What would be a better area for a beginning trad leader? I've been told that T-wall is no place to do your first trad lead. Looking to start learning to place gear and start trading leads w/my climbing partner. I lead sport up to 5.11b, been cleaning gear for the past 3 years I have a good idea of what a and bad placement look like.

Beau Vignes · · pensacola, fl · Joined Apr 2007 · Points: 10

I did my first trad lead at T wall. There are some moderate routes there that are great for learning. I think my first route on lead was Jaywalker.

Lee Harris · · Cleveland, TN · Joined Feb 2009 · Points: 30

I would second T wall. As a new leader I feel pretty comfortable there, especially in the cracks as the protection is abundant and straightforward, also there are several routes in the 5.7/8 range that are quite fun. Two bolt top anchors are nice too.
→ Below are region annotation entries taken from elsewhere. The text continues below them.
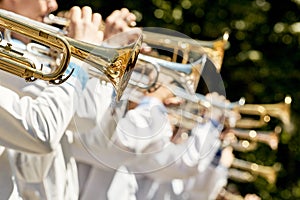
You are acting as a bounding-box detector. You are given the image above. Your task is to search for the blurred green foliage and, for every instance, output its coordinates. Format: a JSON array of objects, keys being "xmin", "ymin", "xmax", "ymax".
[{"xmin": 58, "ymin": 0, "xmax": 300, "ymax": 200}]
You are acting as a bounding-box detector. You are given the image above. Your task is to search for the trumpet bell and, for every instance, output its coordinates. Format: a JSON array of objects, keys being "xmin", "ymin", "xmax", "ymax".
[
  {"xmin": 143, "ymin": 28, "xmax": 229, "ymax": 72},
  {"xmin": 0, "ymin": 9, "xmax": 142, "ymax": 100},
  {"xmin": 68, "ymin": 28, "xmax": 142, "ymax": 100}
]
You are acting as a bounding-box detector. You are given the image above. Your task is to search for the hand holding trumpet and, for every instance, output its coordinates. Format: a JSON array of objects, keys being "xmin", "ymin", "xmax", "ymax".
[{"xmin": 54, "ymin": 6, "xmax": 136, "ymax": 43}]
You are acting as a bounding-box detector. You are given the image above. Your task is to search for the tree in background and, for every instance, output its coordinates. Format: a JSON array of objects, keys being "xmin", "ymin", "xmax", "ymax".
[{"xmin": 58, "ymin": 0, "xmax": 300, "ymax": 199}]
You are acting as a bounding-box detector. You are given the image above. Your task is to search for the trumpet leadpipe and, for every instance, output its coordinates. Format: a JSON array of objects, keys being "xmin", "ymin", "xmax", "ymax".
[{"xmin": 0, "ymin": 10, "xmax": 142, "ymax": 100}]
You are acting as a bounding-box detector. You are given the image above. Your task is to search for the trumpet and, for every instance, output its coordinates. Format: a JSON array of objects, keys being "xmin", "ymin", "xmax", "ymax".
[
  {"xmin": 229, "ymin": 158, "xmax": 281, "ymax": 184},
  {"xmin": 143, "ymin": 30, "xmax": 229, "ymax": 72},
  {"xmin": 225, "ymin": 126, "xmax": 282, "ymax": 151},
  {"xmin": 0, "ymin": 10, "xmax": 142, "ymax": 100},
  {"xmin": 44, "ymin": 12, "xmax": 229, "ymax": 72},
  {"xmin": 236, "ymin": 96, "xmax": 292, "ymax": 129}
]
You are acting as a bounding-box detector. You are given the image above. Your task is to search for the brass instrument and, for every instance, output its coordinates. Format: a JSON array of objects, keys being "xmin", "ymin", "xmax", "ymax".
[
  {"xmin": 143, "ymin": 29, "xmax": 229, "ymax": 72},
  {"xmin": 217, "ymin": 188, "xmax": 244, "ymax": 200},
  {"xmin": 225, "ymin": 126, "xmax": 282, "ymax": 151},
  {"xmin": 44, "ymin": 11, "xmax": 229, "ymax": 72},
  {"xmin": 0, "ymin": 10, "xmax": 142, "ymax": 100},
  {"xmin": 229, "ymin": 158, "xmax": 281, "ymax": 184},
  {"xmin": 236, "ymin": 96, "xmax": 292, "ymax": 129}
]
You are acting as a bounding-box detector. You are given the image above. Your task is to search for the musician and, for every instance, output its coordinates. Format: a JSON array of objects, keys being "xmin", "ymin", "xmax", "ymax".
[
  {"xmin": 0, "ymin": 0, "xmax": 136, "ymax": 200},
  {"xmin": 72, "ymin": 62, "xmax": 237, "ymax": 199}
]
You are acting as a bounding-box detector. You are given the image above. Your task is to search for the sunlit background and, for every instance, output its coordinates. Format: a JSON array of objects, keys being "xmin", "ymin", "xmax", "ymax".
[{"xmin": 58, "ymin": 0, "xmax": 300, "ymax": 200}]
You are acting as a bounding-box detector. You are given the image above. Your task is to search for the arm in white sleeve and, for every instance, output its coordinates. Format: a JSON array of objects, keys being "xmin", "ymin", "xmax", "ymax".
[
  {"xmin": 117, "ymin": 98, "xmax": 223, "ymax": 181},
  {"xmin": 0, "ymin": 64, "xmax": 87, "ymax": 153},
  {"xmin": 184, "ymin": 165, "xmax": 228, "ymax": 200},
  {"xmin": 128, "ymin": 122, "xmax": 219, "ymax": 181}
]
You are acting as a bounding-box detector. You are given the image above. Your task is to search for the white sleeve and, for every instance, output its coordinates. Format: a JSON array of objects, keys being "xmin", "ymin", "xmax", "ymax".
[
  {"xmin": 116, "ymin": 95, "xmax": 219, "ymax": 181},
  {"xmin": 126, "ymin": 123, "xmax": 219, "ymax": 181},
  {"xmin": 184, "ymin": 165, "xmax": 228, "ymax": 200},
  {"xmin": 0, "ymin": 62, "xmax": 86, "ymax": 153}
]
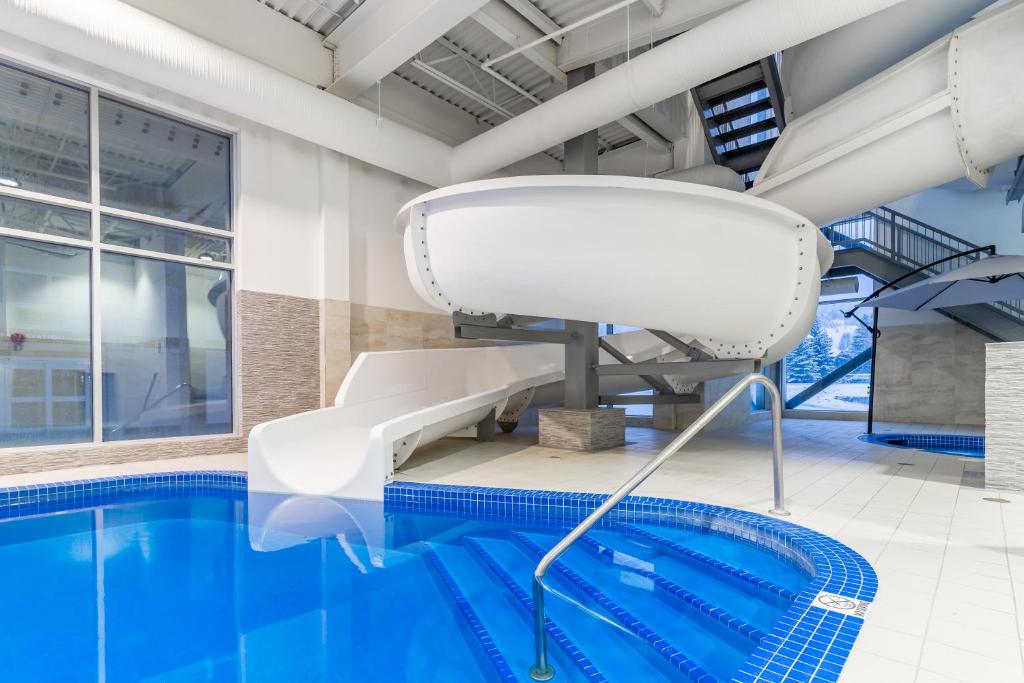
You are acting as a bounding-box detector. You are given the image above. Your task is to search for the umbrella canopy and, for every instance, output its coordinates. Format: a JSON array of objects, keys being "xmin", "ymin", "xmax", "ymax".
[{"xmin": 861, "ymin": 256, "xmax": 1024, "ymax": 310}]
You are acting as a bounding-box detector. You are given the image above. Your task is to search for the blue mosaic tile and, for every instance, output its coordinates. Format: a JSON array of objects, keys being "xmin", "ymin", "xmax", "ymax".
[
  {"xmin": 510, "ymin": 531, "xmax": 713, "ymax": 681},
  {"xmin": 624, "ymin": 524, "xmax": 797, "ymax": 601},
  {"xmin": 577, "ymin": 533, "xmax": 765, "ymax": 643},
  {"xmin": 0, "ymin": 471, "xmax": 878, "ymax": 683},
  {"xmin": 384, "ymin": 482, "xmax": 878, "ymax": 682},
  {"xmin": 860, "ymin": 434, "xmax": 985, "ymax": 458},
  {"xmin": 463, "ymin": 539, "xmax": 608, "ymax": 683},
  {"xmin": 424, "ymin": 550, "xmax": 519, "ymax": 683}
]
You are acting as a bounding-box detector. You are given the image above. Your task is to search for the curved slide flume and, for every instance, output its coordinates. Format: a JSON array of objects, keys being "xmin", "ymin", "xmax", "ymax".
[
  {"xmin": 241, "ymin": 0, "xmax": 1024, "ymax": 499},
  {"xmin": 249, "ymin": 176, "xmax": 831, "ymax": 500}
]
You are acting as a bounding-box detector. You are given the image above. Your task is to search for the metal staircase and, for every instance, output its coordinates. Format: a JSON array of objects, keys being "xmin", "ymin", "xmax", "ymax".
[
  {"xmin": 691, "ymin": 57, "xmax": 785, "ymax": 187},
  {"xmin": 821, "ymin": 207, "xmax": 1024, "ymax": 341}
]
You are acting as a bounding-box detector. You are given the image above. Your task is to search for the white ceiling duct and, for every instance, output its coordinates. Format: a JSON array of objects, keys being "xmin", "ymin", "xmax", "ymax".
[
  {"xmin": 452, "ymin": 0, "xmax": 900, "ymax": 182},
  {"xmin": 751, "ymin": 0, "xmax": 1024, "ymax": 223},
  {"xmin": 781, "ymin": 0, "xmax": 992, "ymax": 121},
  {"xmin": 0, "ymin": 0, "xmax": 452, "ymax": 186}
]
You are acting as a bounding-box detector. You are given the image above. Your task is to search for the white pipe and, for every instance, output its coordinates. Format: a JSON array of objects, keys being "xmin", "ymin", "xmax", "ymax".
[
  {"xmin": 781, "ymin": 0, "xmax": 992, "ymax": 121},
  {"xmin": 452, "ymin": 0, "xmax": 900, "ymax": 181},
  {"xmin": 481, "ymin": 0, "xmax": 640, "ymax": 71},
  {"xmin": 0, "ymin": 0, "xmax": 452, "ymax": 186},
  {"xmin": 752, "ymin": 0, "xmax": 1024, "ymax": 223}
]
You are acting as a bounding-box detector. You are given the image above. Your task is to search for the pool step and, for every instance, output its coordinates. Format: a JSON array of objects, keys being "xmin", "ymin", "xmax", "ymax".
[
  {"xmin": 463, "ymin": 537, "xmax": 679, "ymax": 683},
  {"xmin": 624, "ymin": 524, "xmax": 797, "ymax": 602},
  {"xmin": 580, "ymin": 537, "xmax": 768, "ymax": 645},
  {"xmin": 510, "ymin": 531, "xmax": 720, "ymax": 681},
  {"xmin": 424, "ymin": 544, "xmax": 520, "ymax": 683},
  {"xmin": 578, "ymin": 531, "xmax": 793, "ymax": 633}
]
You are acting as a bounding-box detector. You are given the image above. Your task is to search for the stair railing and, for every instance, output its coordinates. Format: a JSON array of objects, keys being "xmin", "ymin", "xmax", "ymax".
[
  {"xmin": 529, "ymin": 373, "xmax": 790, "ymax": 681},
  {"xmin": 821, "ymin": 207, "xmax": 1024, "ymax": 324}
]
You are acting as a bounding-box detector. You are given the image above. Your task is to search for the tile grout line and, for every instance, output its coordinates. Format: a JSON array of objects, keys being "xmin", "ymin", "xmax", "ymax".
[{"xmin": 913, "ymin": 461, "xmax": 963, "ymax": 681}]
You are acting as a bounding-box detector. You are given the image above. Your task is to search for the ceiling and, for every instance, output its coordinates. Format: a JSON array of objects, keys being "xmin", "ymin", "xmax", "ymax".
[{"xmin": 256, "ymin": 0, "xmax": 667, "ymax": 160}]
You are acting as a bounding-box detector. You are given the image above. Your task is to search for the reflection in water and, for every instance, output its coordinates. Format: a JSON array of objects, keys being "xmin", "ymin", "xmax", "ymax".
[{"xmin": 0, "ymin": 492, "xmax": 484, "ymax": 683}]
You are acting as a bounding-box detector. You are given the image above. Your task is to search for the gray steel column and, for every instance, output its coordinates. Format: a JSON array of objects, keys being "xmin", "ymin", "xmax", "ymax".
[
  {"xmin": 563, "ymin": 65, "xmax": 599, "ymax": 409},
  {"xmin": 562, "ymin": 65, "xmax": 597, "ymax": 175},
  {"xmin": 564, "ymin": 321, "xmax": 599, "ymax": 409}
]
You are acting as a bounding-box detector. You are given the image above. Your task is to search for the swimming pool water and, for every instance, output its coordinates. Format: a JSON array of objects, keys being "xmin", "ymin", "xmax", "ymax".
[{"xmin": 0, "ymin": 490, "xmax": 810, "ymax": 682}]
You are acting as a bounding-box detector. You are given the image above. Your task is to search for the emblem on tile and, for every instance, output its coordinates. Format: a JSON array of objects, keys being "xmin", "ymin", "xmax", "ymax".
[{"xmin": 814, "ymin": 593, "xmax": 871, "ymax": 618}]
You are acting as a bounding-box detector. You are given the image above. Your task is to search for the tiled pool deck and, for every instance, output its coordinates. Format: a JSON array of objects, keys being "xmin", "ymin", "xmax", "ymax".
[{"xmin": 0, "ymin": 419, "xmax": 1024, "ymax": 683}]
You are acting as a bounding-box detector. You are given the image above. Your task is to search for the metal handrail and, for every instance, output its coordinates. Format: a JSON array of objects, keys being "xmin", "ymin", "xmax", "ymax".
[{"xmin": 529, "ymin": 373, "xmax": 790, "ymax": 681}]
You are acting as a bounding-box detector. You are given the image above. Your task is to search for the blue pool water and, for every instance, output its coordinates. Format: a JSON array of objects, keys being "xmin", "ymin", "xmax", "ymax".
[
  {"xmin": 0, "ymin": 475, "xmax": 873, "ymax": 682},
  {"xmin": 860, "ymin": 434, "xmax": 985, "ymax": 458}
]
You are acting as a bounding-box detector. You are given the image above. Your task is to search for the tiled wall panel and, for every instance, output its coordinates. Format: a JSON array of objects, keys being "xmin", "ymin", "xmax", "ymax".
[{"xmin": 985, "ymin": 342, "xmax": 1024, "ymax": 490}]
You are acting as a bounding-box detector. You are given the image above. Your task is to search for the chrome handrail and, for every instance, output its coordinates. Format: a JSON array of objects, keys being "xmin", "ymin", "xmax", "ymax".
[{"xmin": 529, "ymin": 373, "xmax": 790, "ymax": 681}]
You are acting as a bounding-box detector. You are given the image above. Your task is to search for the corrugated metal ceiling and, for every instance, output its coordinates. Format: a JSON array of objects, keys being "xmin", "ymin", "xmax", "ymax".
[{"xmin": 257, "ymin": 0, "xmax": 638, "ymax": 159}]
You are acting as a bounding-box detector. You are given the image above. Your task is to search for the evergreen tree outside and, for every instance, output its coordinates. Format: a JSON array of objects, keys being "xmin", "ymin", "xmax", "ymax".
[{"xmin": 785, "ymin": 317, "xmax": 836, "ymax": 384}]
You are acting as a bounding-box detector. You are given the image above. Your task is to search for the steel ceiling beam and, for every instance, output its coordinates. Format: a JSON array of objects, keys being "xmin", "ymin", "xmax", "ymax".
[{"xmin": 324, "ymin": 0, "xmax": 486, "ymax": 99}]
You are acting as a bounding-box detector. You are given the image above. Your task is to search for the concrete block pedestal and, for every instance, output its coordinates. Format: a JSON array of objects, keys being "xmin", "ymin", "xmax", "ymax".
[{"xmin": 538, "ymin": 408, "xmax": 626, "ymax": 451}]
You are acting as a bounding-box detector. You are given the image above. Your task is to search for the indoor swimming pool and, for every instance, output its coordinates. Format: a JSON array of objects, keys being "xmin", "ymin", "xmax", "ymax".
[{"xmin": 0, "ymin": 472, "xmax": 877, "ymax": 682}]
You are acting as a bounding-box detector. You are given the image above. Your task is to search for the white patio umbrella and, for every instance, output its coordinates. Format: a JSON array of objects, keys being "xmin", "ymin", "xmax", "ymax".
[{"xmin": 860, "ymin": 256, "xmax": 1024, "ymax": 310}]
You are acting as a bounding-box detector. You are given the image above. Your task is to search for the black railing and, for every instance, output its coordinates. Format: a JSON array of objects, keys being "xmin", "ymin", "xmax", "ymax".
[{"xmin": 821, "ymin": 207, "xmax": 1024, "ymax": 324}]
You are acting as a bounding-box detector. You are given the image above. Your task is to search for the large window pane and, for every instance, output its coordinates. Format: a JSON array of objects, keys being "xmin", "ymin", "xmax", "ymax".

DB Cee · · Chattanooga, TN · Joined May 2007 · Points: 146

T-Wall

If anything, Sandrock is a redneck pile...and the T-Wall is gorgeous. Sunny, great rock, and not packed with retards (at least during the week)...make this place way better than Sandrock IMO.

camhead · · Vandalia, Appalachia · Joined Jun 2006 · Points: 1,240

I've not been to Sandrock, but have heard more negative things about it than about any other southern crag. T-wall definitely has a scattering of good 5.7s for the beginning trad leader, however. Go to T-wall. One of the best crags in the nation.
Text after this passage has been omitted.